Furthermore, for Chinese automakers to establish a "localized" presence in Europe, the fastest way to intervene may be to establish joint ventures with influential local enterprises. However, this approach may expose them to the risk of technology outflow. Informed sources have revealed that the EU has requested Chinese automakers to share or even transfer electric vehicle technology, intending to leverage China's technological and industrial chain advantages to promote the development of the local electric vehicle industry in Europe, similar to the joint venture approach adopted by foreign automakers when entering China in the past.
Additionally, building factories in Europe also poses challenges from the industrial and supply chains. The supply chain system for the electric vehicle industry in Europe is not as well-developed as that in China, especially regarding some key components that are heavily reliant on imports. To enhance cost advantages and overall competitiveness, Chinese automakers cannot bypass the issue of coordinated development across the industrial chain.

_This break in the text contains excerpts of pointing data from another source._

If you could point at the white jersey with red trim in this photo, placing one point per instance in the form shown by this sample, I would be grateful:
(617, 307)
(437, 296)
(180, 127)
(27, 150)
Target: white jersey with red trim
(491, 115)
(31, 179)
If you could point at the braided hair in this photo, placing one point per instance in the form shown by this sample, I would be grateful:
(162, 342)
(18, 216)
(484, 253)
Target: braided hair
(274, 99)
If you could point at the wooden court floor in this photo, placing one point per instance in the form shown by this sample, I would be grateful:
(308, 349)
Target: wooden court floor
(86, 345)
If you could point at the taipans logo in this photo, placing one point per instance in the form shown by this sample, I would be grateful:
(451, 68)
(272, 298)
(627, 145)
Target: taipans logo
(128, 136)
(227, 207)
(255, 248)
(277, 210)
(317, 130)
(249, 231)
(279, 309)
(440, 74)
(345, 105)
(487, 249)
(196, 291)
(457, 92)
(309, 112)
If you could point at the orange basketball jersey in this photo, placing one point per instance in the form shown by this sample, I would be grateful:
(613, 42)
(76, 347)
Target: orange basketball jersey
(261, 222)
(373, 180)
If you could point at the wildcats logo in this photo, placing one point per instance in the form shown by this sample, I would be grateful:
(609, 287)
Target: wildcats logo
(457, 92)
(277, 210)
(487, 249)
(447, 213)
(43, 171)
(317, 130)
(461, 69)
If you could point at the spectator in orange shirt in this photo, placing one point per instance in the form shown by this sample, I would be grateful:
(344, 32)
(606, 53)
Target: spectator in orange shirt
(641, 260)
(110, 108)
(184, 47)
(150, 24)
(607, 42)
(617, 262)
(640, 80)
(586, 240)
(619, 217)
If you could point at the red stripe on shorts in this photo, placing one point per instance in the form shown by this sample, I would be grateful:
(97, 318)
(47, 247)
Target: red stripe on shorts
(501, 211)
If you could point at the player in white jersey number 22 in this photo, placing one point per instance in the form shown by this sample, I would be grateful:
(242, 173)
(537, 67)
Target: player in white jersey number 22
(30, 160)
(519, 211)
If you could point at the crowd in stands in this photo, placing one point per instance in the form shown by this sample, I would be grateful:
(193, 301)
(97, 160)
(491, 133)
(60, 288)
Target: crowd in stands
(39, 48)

Strengthening their supply chain resilience is a must for them.
It is worth mentioning that at the Paris Motor Show held this month, Chinese automakers, including BYD, GAC Group, Hongqi, Wenjie, XPeng, NIO, and Chery, all showcased their new products and technologies at the exhibition, demonstrating their emphasis on the European market. Amid trade protectionism, Chinese automakers are still not giving up on the European market but are actively seeking solutions to overcome tariff barriers and continue to deepen their overseas market layout. Negotiations between China and Europe are ongoing, and we will keep a close eye on whether an alternative solution to the tariffs imposed on Chinese electric vehicles can be found.